In closing the literary event, Dora Sakayan thanked Dr. L. Barseghyan
for publishing the East Armenian and the Russian editions and
L. Ananyan for organizing the event. She then said: “Today I rejoice,
because I repatriated my grandfather. It is as if I brought his ashes
to Armenia. He is now with his people, in his homeland, where he will
take on a new life, a spiritual one. My grandfather’s journal exists
now in nine languages and I consider my mission completed. The most
valuable in the series of translations, however, for me is the Turkish
one and I say: ‘More power to Mr.
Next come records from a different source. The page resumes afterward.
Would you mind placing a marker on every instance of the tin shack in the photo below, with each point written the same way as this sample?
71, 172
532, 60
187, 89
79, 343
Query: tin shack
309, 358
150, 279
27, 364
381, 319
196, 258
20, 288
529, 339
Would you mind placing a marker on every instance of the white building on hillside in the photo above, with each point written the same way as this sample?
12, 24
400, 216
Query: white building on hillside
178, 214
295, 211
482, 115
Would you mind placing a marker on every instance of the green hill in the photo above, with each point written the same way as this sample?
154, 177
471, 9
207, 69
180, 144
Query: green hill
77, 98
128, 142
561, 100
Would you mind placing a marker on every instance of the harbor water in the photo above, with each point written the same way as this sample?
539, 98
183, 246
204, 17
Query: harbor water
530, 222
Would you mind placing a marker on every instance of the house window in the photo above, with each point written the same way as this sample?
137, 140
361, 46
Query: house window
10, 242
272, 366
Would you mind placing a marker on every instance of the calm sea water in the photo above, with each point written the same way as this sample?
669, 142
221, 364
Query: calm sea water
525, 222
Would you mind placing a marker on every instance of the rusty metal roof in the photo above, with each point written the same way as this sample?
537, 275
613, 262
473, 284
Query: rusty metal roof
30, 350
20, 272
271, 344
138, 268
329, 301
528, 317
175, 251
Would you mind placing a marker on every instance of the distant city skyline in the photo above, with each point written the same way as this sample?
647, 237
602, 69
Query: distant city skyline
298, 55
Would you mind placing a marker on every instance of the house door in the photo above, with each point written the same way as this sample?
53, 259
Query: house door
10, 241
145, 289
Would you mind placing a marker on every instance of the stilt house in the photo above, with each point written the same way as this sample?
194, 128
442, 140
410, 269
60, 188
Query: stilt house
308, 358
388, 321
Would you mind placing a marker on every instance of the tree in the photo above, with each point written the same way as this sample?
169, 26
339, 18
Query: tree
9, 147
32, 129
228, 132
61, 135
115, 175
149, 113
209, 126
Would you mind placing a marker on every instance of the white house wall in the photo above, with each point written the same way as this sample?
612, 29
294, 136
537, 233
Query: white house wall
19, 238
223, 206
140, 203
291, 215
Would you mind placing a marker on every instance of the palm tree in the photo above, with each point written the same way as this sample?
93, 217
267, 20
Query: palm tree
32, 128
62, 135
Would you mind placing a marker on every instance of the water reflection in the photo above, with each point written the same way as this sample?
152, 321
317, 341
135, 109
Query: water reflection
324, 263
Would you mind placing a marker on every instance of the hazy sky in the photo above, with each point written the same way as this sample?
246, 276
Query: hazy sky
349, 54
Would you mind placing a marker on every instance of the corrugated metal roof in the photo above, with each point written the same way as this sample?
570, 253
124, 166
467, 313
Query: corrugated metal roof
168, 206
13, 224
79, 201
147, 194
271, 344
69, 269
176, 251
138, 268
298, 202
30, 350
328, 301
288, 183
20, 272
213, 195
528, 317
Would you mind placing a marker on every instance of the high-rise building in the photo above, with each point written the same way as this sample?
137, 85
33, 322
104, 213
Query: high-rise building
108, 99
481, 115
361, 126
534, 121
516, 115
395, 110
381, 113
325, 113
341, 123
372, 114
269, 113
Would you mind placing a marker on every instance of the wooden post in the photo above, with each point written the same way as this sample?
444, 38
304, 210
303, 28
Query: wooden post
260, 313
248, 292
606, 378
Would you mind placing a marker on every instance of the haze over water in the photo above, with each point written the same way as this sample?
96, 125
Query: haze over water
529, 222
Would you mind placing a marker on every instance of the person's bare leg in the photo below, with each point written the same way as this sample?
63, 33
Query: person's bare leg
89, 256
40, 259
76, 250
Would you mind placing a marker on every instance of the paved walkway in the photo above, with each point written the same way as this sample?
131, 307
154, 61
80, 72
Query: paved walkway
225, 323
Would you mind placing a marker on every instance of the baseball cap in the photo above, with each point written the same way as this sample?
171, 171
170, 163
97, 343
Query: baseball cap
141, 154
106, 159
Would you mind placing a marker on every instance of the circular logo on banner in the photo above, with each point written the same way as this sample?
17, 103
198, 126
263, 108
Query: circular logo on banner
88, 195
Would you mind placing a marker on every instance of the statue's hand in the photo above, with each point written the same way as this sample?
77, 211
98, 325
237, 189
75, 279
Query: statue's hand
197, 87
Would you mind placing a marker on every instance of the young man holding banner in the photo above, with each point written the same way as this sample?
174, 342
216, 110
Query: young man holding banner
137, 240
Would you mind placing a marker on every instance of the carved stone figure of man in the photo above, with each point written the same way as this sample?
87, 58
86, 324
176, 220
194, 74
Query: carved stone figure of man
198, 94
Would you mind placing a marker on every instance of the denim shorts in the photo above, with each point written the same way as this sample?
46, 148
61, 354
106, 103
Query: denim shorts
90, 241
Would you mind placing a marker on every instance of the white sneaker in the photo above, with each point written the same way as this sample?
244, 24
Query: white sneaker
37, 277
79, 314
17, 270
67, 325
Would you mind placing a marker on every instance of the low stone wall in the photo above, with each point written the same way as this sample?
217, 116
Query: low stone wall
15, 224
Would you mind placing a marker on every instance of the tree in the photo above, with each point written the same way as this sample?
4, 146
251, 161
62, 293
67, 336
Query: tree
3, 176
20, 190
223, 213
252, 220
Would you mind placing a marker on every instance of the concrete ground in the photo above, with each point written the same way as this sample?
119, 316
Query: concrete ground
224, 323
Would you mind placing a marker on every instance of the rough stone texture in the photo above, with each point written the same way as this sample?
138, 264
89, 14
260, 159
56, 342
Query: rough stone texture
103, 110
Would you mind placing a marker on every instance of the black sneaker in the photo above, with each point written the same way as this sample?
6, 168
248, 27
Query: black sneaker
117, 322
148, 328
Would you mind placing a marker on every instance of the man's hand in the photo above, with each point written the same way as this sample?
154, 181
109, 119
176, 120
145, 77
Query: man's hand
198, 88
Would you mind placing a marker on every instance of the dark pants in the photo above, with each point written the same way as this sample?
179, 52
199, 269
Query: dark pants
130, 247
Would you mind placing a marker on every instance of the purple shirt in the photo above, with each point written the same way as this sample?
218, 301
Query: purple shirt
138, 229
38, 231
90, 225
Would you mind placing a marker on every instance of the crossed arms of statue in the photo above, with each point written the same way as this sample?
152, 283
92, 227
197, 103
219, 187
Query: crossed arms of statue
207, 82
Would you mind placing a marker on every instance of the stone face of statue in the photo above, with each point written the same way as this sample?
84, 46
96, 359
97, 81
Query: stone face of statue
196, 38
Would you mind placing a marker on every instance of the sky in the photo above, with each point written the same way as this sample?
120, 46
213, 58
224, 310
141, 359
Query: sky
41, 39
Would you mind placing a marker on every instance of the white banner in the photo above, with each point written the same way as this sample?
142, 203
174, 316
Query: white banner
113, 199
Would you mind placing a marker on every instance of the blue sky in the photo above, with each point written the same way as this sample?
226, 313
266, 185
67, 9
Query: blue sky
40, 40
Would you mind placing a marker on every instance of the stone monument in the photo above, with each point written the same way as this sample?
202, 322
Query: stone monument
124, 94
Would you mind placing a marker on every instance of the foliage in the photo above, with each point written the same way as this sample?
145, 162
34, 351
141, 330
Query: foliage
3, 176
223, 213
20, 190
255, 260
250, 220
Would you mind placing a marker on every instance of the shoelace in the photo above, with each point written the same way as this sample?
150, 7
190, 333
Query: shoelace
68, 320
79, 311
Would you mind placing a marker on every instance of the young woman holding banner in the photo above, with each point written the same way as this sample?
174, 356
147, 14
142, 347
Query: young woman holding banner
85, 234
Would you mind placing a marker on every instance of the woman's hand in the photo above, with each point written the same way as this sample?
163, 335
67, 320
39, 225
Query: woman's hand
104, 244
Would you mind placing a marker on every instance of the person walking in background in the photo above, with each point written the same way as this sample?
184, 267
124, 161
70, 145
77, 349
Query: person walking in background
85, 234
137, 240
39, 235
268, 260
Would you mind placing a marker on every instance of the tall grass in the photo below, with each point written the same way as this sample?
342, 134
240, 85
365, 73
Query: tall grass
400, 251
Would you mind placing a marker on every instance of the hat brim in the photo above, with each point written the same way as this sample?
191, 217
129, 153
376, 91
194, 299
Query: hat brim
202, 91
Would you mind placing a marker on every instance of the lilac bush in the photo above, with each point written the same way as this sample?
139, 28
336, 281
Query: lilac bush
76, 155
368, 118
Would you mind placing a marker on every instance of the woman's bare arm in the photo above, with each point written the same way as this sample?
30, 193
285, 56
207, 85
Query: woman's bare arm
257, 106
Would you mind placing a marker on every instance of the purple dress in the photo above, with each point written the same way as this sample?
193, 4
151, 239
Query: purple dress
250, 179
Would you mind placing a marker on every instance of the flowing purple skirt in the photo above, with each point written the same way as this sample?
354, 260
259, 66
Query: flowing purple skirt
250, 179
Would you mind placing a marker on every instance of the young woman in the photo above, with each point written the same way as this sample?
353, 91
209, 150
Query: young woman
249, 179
Ragib Zarakolu, the brave publisher
and journalist, the hero, who stands up against censorship and for
freedom of expression in Turkey.’ When the book was distributed in
Turkey, Mr. Zarakolu informed me that he was summoned to appear before
the general prosecutor. Today’s Turkish authorities dread Dr. Garabed
Hatcherian’s journal because it refutes the Turkish apologists’ thesis
according to which the steps taken in 1915 against the Armenians were
normal precautionary measures in a state of war, reciprocating the
aggressive actions of the Armenians siding on Turkey’s eastern border
with the Russian enemy. Most importantly, because it shows that Kemal
Ataturk, the founder of today’s Turkey, carried out the Young Turks’
program by eliminating the entire Armenian community in and around
Smyrna. At the present time, Mr. Zarakolu faces a new trial. We all
should support him in his strife to reform Turkish society.” Sakayan
then talked about her uncle Hovhannes (89) and her aunt Vartuhee
(84), Dr. Hatcherian’s two children, both citizens of Argentina, both
survivors of the Smyrna catastrophe, who lived to see their father’s
work coming home. She then said with emotion: “For us, Armenians around
the world, the time for crying and lamenting is over. It is now time
to show firm resolve and strength.” She was very much impressed by
the two-day (April 20-21, 2005) international conference (“Ultimate
Crime, Ultimate Challenge – Human Rights and Genocide”) dedicated to
the commemoration of the 90th Anniversary of the Armenian genocide in
Yerevan. “It was an unprecedented conference: dignitaries, scholars,
human rights activists from 50 countries had come not only to condemn
the ultimate crime of genocide, but also to discuss the ultimate
challenges of truth, reconciliation and transitional justice. From
such a high-level forum, our voices can be heard and many goals can
be reached. I congratulate the organizers of this conference, and
especially the Zoryan Institute.” Those were Dora Sakayan’s closing
words. The three new editions – East Armenian, Russian and Turkish
– had been successfully launched with well-deserved praise for the
author and fervent hope for a positive impact.